On Health-care:
- The federal government accounts for nearly 50% of all health-care expenditures.
- Third-party payers (aka insurance) removes the consumer from being sensitive to price, thus prices rise.
- Barriers to entry in to the medical field also raise prices.
- Americans who don't die in car accidents have the highest life expectancy than in any other Western country.
- Due to wage and price controls in WWII, employers found that offering health insurance was a way to attract the top talent and still be compliant with wage controls. The wage control police didn't consider health insurance to be a wage, thus it wasn't taxed as such. This is the history of the tax exemption status of employer provided health insurance.

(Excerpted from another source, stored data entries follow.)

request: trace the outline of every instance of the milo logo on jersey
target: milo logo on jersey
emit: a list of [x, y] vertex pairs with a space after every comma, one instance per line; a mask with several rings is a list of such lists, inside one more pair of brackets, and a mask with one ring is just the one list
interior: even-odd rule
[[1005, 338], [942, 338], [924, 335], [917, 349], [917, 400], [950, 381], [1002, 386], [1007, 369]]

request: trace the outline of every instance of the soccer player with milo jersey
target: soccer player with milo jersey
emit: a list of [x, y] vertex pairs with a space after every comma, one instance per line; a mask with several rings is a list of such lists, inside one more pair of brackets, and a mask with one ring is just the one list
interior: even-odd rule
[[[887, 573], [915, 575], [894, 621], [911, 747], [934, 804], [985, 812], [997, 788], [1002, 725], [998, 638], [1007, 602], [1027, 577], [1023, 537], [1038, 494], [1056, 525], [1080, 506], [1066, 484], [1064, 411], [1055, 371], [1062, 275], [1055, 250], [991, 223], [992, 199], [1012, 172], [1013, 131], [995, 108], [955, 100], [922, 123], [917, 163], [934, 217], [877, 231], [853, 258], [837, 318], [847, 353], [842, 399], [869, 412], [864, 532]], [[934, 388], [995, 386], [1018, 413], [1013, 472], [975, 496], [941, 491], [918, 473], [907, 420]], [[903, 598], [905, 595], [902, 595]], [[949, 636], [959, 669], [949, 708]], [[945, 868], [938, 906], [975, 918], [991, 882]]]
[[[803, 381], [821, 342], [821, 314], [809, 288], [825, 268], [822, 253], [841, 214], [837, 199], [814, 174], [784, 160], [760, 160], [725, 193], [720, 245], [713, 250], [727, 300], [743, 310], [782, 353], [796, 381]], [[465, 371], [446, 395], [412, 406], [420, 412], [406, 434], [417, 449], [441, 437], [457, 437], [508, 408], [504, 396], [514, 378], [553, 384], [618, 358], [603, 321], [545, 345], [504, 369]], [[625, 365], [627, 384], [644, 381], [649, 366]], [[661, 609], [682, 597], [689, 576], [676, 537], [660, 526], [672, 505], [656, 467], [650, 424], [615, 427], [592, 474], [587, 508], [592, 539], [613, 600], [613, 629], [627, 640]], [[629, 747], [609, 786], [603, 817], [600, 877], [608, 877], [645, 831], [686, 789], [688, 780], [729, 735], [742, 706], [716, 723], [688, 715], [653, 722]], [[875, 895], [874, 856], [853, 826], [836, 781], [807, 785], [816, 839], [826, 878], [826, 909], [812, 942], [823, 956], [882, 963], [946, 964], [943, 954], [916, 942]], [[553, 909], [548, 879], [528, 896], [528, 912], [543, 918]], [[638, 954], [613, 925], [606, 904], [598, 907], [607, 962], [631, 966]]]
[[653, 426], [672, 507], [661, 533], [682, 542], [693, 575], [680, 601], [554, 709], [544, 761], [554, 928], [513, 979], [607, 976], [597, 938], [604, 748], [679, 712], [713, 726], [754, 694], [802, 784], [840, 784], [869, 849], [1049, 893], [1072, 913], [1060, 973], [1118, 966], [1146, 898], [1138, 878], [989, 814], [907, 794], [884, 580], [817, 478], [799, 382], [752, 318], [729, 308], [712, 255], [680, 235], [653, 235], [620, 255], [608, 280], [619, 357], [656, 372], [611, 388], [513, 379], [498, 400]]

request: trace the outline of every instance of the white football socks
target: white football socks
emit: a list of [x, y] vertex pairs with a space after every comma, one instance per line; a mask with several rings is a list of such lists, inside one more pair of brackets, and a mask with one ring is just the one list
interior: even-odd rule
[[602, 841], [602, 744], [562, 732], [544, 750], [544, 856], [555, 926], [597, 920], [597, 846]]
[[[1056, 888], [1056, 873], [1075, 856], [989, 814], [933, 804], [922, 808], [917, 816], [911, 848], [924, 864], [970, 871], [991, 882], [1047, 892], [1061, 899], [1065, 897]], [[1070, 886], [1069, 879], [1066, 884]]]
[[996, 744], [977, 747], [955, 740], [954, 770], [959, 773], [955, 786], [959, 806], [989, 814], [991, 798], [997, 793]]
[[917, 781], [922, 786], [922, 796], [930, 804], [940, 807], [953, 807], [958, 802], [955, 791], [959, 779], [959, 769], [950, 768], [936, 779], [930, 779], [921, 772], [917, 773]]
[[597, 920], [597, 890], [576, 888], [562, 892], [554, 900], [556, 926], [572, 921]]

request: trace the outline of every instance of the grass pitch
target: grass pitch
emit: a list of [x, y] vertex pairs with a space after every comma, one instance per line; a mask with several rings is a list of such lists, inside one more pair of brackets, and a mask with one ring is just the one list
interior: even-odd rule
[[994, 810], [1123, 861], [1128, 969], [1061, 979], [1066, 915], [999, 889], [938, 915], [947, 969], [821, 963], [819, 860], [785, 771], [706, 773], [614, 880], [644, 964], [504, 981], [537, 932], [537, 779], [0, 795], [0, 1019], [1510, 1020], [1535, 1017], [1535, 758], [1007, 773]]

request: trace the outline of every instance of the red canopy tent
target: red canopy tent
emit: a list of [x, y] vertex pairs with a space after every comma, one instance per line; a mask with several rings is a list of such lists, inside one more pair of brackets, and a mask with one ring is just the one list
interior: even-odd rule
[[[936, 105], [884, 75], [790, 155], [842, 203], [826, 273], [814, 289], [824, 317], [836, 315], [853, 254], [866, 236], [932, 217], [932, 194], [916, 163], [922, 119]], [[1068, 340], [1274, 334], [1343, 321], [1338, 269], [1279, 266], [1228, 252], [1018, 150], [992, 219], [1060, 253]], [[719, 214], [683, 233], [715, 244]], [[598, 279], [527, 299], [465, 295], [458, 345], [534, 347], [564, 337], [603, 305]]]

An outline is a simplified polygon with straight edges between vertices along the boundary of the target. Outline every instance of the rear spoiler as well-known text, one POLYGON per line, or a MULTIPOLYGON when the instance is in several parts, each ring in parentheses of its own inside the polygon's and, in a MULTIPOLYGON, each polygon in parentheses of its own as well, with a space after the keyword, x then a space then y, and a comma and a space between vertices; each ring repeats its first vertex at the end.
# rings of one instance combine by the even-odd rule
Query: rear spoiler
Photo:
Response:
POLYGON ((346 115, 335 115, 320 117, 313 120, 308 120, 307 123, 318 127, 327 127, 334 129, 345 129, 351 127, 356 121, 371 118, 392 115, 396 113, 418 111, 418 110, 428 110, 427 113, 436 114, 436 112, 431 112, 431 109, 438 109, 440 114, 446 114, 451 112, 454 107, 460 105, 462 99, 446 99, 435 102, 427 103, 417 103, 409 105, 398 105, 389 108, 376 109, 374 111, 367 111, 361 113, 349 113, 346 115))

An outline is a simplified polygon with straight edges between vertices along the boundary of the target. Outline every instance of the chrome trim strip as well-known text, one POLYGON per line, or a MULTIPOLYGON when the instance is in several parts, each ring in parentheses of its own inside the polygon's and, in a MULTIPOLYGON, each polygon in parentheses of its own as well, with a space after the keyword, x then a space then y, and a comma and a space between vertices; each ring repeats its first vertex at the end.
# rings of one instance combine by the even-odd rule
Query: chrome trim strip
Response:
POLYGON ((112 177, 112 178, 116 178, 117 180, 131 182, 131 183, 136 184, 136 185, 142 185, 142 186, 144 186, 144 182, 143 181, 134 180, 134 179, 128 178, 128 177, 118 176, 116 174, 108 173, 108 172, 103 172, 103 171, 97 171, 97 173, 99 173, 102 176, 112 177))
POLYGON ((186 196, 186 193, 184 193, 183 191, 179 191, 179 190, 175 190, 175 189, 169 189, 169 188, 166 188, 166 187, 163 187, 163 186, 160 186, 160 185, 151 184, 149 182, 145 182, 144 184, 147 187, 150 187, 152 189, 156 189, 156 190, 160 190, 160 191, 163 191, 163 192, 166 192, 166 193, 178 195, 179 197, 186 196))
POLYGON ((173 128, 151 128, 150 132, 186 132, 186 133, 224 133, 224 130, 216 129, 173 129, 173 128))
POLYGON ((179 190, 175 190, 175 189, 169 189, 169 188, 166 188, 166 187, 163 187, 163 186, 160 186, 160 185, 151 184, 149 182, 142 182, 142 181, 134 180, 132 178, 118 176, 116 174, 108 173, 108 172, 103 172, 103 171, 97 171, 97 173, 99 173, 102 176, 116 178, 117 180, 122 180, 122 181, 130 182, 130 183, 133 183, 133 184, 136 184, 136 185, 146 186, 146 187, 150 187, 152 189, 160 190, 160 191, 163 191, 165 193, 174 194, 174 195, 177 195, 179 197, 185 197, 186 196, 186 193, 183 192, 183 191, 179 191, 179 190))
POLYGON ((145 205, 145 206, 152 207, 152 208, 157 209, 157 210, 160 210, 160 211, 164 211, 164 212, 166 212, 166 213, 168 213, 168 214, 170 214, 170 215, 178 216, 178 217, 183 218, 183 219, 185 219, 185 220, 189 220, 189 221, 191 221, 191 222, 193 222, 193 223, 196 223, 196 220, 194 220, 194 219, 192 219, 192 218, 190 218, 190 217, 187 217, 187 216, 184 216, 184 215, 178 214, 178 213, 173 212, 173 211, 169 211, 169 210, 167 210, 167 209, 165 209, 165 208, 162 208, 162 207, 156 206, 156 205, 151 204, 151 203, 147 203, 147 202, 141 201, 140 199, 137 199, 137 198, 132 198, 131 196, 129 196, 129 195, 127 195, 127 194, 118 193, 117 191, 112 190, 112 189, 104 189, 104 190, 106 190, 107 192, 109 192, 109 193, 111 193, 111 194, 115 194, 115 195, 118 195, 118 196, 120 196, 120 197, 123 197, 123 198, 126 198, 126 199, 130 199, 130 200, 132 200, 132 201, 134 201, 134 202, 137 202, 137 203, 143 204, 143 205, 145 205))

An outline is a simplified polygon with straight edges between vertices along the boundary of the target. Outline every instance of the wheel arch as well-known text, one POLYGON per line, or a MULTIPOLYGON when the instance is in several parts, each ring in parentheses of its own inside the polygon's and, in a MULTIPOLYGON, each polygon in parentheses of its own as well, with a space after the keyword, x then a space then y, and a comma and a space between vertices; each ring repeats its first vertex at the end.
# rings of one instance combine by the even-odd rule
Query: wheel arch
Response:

- As a result of insurance footing the bill, consumers are no longer aware of prices, thus prices can rise w/o the consumer noticing. There is no need by the provider to lower prices, in fact, there's incentive by the provider to RAISE prices.
- In 1960, government covered 21% of medical expenditures and consumers covered 55%. In 2000, government covered 43% and consumers covered 17%. Prices rose.
- When Medicare and Medicaid tried to push rising costs on to the doctors, the doctors began to start changing private insurance more. Private insurance costs began to sky rocket. This resulted in what we call today "managed care."
Why Higher Costs?
- The AMA restricts the number of medical candidates by restricting the number of accredited medical schools, and state governments going along.
- 19 states are limited to having 1 medical school.
- "Certificate-of-Need" states allow the existing hospitals to issue permits for the creation of new hospitals.
- Americans are prohibited from purchasing medical insurance across state lines.
- Some states have mandates that health insurance should cover certain things, like hair transplants, thus inflating prices.